Published 18 June 2024

NFCC reminds people to replace smoke alarms every 10 years

NFCC, in collaboration with the BBC’s Morning Live, last week reminded people of the importance of working smoke alarms in the home. Safety Advice was given to presenters Gethin Jones and Helen Skelton on the show by DIY expert Wayne Perrey including how to check if your smoke alarm is out of date. You can catch the segment on the Morning Live website.  

All smoke alarms (including hard-wired or those with removable batteries) should be replaced after 10 years, or by the replace by date on the base or earlier if they are found to be defective. The sensor in a smoke alarm can degrade over time.  Even if you hear the beep when you press the button to test it, the sensor may be less able to detect smoke, giving you less time to evacuate.  

New build homes in the UK must have smoke alarms installed to meet building regulations which differ in each country, but there is a chance people may not realise the alarms that came with a new build property could be past their 10-year lifecycle. So, it’s crucial that people check that these have been replaced.  

In private rented homes in England Smoke and Carbon Monoxide Alarm (England) Regulations 2015 were introduced which required smoke alarms to be installed. As these regulations approach 10 years it’s important that landlords replace these as part of planned maintenance in the next 12 months. Further regulations came into force in England in 2022 which extended the smoke alarm requirement to landlords of social rented accommodation.  

Scotland and Wales has differing legislation which requires inter linked alarms.  

Regulations are changing for private rented accommodation in Northern Ireland later in 2024. NFCC welcome these changes which will further help make sure that all homes in the UK are protected by smoke alarms. 

It’s important that tenants ensure their landlords are complying with the relevant laws in their country and seek advice from their local fire and rescue service if needed.  

No matter what alarms are installed in your home or who has installed them everyone should check their smoke alarms are working but testing them once a month. In rented homes this must be done by the tenant.  

If you have a battery-operated alarm NFCC recommends changing the battery each year. 

When buying smoke alarms make sure you buy from a reputable retailer and look for the British Standards kite mark or European Safety Mark. Take some time to read and follow the manufacturer’s instructions for your alarms.  

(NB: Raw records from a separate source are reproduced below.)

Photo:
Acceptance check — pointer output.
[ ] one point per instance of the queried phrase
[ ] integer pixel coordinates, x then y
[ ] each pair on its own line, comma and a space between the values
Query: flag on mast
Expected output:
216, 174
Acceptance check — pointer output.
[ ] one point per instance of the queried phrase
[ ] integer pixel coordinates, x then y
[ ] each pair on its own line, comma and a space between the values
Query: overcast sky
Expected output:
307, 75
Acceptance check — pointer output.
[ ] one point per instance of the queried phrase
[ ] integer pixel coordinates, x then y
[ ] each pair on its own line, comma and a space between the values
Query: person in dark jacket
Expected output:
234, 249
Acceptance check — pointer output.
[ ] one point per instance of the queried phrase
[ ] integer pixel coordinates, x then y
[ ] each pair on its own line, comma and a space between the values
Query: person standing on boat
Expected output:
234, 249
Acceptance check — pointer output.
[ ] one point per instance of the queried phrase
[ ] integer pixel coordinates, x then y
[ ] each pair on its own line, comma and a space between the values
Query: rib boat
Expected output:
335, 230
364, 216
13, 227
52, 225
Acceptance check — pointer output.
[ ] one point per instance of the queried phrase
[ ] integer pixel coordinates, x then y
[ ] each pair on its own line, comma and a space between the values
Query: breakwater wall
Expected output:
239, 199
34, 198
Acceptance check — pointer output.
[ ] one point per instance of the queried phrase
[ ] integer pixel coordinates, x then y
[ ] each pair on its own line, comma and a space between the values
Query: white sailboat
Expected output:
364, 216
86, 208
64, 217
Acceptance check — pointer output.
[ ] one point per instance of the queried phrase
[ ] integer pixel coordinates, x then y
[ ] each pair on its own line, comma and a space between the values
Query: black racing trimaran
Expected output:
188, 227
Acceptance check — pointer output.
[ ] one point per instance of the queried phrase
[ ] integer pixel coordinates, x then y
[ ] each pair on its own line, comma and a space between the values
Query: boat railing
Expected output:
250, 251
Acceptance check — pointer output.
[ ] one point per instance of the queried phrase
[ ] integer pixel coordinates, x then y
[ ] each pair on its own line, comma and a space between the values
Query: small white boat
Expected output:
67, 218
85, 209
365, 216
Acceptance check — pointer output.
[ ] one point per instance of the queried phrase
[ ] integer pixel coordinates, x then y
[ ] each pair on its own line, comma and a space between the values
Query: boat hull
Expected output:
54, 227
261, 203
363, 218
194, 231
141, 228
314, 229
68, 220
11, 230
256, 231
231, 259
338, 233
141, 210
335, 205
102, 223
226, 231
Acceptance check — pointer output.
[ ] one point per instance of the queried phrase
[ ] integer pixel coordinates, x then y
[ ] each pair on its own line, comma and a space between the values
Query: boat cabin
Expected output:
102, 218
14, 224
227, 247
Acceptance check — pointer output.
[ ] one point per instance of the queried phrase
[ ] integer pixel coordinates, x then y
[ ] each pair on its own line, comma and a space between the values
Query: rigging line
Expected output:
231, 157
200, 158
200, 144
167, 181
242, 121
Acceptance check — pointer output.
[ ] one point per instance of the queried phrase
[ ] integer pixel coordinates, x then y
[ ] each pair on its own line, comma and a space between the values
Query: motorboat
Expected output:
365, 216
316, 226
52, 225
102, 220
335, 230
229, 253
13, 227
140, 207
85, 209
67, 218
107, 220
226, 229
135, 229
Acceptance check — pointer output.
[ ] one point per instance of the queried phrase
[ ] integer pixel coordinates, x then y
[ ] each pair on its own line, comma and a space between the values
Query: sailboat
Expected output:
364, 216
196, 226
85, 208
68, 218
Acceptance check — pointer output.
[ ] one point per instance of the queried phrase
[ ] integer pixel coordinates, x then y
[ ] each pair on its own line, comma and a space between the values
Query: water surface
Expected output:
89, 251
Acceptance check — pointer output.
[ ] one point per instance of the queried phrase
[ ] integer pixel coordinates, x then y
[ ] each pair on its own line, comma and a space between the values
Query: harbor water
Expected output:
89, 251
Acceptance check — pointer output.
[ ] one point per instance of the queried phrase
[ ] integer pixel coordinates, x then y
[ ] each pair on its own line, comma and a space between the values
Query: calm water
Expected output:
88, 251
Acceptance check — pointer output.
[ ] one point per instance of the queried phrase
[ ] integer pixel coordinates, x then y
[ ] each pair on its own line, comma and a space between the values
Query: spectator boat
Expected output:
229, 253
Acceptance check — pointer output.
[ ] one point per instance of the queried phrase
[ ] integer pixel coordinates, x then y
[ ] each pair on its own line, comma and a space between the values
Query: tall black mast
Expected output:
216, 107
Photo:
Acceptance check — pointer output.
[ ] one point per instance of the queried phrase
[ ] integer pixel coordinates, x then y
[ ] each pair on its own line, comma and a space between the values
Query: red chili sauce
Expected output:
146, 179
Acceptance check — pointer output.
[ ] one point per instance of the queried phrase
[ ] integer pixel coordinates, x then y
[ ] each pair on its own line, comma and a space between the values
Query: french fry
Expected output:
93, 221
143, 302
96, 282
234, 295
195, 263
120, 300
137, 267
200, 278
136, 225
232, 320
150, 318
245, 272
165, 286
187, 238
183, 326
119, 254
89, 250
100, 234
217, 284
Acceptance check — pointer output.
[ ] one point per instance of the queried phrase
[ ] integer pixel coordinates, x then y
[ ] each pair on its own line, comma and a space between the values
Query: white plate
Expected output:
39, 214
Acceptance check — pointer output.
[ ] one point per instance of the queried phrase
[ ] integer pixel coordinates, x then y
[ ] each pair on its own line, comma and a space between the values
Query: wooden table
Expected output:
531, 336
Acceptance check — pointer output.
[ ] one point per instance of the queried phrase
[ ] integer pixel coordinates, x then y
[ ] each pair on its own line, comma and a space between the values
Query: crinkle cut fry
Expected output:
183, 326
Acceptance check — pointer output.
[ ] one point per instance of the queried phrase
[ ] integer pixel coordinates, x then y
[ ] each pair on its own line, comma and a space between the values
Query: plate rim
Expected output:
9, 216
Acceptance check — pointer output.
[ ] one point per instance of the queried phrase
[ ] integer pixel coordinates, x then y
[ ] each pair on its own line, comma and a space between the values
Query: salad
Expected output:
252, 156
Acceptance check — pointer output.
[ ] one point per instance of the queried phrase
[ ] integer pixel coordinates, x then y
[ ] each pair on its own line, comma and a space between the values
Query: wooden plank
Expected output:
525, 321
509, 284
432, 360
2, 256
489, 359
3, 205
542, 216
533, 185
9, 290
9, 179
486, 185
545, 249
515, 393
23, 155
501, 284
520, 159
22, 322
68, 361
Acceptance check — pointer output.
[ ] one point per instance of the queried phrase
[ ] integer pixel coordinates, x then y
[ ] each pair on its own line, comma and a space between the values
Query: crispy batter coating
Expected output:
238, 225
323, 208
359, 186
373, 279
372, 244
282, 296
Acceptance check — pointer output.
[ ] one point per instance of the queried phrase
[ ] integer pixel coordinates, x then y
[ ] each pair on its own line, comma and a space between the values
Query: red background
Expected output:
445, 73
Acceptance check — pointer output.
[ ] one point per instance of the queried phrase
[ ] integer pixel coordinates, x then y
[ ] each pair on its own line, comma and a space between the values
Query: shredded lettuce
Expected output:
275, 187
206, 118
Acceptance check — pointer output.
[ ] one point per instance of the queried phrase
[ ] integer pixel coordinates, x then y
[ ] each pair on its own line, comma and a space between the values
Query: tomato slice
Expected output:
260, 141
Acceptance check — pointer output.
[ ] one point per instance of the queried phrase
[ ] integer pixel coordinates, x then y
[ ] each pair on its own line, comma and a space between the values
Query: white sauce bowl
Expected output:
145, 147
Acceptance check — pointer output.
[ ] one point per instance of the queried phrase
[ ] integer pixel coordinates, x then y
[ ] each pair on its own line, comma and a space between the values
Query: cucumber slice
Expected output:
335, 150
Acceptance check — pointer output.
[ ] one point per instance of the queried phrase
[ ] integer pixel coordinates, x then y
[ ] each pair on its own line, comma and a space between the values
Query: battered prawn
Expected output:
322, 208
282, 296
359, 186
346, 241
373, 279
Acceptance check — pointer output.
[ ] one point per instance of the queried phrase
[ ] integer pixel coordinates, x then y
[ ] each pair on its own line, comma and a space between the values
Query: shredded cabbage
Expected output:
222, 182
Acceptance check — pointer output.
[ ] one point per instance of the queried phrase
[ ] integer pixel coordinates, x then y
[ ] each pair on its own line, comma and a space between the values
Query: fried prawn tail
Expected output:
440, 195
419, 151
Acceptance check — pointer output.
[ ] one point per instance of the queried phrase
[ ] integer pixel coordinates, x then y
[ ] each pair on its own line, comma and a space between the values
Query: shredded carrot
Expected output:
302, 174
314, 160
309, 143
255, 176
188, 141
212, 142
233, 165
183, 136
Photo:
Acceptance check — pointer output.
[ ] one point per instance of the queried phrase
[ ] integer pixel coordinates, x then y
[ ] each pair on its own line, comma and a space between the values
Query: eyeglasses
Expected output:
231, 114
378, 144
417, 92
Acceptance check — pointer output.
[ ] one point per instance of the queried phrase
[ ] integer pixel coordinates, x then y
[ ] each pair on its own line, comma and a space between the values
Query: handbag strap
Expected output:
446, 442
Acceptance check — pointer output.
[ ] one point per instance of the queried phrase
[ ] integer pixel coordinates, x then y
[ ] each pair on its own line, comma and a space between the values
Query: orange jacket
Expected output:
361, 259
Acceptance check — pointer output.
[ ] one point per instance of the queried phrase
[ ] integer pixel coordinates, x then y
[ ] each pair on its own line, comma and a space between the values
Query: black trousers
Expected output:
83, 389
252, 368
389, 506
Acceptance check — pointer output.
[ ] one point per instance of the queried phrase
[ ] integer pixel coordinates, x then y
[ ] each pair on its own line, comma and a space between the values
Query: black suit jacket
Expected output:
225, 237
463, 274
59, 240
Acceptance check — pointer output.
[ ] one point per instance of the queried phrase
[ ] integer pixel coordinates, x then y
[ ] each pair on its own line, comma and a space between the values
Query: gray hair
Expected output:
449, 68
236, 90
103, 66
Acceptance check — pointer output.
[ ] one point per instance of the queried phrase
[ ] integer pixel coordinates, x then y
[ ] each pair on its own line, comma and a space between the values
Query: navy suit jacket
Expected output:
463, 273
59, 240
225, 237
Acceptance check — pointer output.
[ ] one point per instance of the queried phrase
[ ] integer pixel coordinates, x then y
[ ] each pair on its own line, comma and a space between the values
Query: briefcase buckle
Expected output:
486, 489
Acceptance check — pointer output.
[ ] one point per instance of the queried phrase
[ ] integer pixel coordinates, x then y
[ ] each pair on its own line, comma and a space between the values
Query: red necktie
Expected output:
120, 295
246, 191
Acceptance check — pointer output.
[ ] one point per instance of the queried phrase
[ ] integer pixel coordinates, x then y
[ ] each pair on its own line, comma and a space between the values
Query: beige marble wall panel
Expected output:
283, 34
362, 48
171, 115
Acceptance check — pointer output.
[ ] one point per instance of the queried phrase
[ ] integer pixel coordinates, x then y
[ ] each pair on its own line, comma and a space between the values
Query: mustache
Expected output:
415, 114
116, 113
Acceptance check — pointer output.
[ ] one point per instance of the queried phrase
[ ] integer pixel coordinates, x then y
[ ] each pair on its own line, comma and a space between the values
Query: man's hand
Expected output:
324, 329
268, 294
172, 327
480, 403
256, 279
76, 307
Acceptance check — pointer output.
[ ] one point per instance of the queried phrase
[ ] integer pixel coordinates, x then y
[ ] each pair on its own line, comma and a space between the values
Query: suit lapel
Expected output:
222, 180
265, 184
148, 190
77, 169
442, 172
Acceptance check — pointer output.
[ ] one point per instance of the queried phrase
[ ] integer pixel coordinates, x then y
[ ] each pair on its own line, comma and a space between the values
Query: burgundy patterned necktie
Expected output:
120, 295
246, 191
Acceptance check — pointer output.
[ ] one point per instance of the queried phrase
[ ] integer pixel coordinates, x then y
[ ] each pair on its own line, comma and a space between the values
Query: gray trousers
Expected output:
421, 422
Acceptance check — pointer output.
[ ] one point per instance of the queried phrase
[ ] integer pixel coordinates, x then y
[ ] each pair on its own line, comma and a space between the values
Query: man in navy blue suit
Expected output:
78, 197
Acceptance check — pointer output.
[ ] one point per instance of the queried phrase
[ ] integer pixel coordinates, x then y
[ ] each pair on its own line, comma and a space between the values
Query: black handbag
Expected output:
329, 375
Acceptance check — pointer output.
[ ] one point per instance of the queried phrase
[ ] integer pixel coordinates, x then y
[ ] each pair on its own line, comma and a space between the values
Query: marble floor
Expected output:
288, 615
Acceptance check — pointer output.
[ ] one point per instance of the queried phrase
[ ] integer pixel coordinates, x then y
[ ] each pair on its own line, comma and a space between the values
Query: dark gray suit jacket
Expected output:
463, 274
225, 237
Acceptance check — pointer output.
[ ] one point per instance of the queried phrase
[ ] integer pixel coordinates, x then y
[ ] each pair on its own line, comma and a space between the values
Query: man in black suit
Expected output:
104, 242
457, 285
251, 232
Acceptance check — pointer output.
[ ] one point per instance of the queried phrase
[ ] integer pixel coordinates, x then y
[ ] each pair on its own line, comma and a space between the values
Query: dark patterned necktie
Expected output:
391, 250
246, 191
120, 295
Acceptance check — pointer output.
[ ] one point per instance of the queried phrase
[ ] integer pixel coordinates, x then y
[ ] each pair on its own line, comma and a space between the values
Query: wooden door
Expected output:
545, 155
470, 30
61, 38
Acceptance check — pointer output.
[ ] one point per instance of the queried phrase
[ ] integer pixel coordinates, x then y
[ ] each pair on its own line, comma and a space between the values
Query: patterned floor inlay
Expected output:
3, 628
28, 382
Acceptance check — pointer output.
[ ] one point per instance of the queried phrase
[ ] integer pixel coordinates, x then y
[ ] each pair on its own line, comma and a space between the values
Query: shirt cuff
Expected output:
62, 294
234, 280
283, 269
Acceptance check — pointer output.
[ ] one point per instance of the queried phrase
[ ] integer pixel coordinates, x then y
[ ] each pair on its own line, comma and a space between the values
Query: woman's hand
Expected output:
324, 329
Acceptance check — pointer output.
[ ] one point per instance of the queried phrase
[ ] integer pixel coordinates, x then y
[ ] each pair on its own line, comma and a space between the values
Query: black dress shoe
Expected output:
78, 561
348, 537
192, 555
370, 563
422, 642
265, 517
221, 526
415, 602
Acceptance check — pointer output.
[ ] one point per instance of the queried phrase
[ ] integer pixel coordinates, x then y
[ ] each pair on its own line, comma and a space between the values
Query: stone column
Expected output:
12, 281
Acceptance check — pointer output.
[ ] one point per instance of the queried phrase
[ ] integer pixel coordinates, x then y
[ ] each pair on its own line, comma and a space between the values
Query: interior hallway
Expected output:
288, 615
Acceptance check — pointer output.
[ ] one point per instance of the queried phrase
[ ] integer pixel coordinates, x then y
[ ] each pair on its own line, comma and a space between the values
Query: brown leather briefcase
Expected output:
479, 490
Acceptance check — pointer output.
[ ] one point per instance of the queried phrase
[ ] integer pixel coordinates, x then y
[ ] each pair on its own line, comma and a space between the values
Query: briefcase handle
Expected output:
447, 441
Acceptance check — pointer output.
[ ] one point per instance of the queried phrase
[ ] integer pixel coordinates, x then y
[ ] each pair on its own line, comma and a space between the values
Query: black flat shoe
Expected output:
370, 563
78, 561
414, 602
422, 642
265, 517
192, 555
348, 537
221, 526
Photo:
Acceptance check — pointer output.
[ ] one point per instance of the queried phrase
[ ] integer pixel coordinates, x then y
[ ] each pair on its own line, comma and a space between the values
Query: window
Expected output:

Jon Quinn, National Fire Chiefs Council’s Home Safety Committee Chair said: 

“We believe all homes should be protected by working smoke alarms. We urge people to check their alarms have not passed their 10-year expiry date and whether you are a homeowner or tenant you test them regularly, at least once a month.  

“To reduce the risk of fire in the home we encourage people to complete an Online Home Fire Safety Check for yourself or your loved ones. It will provide simple steps and advice or even a visit from your local fire and rescue service to help keep you safe.” 

NFCC has worked with Fire Kills and Safelincs to develop an Online Home Fire Safety Check. The tool provides people with person-centred fire safety advice for the home and if needed a home fire safety visit from the local fire service which could include installing smoke alarms for homeowners.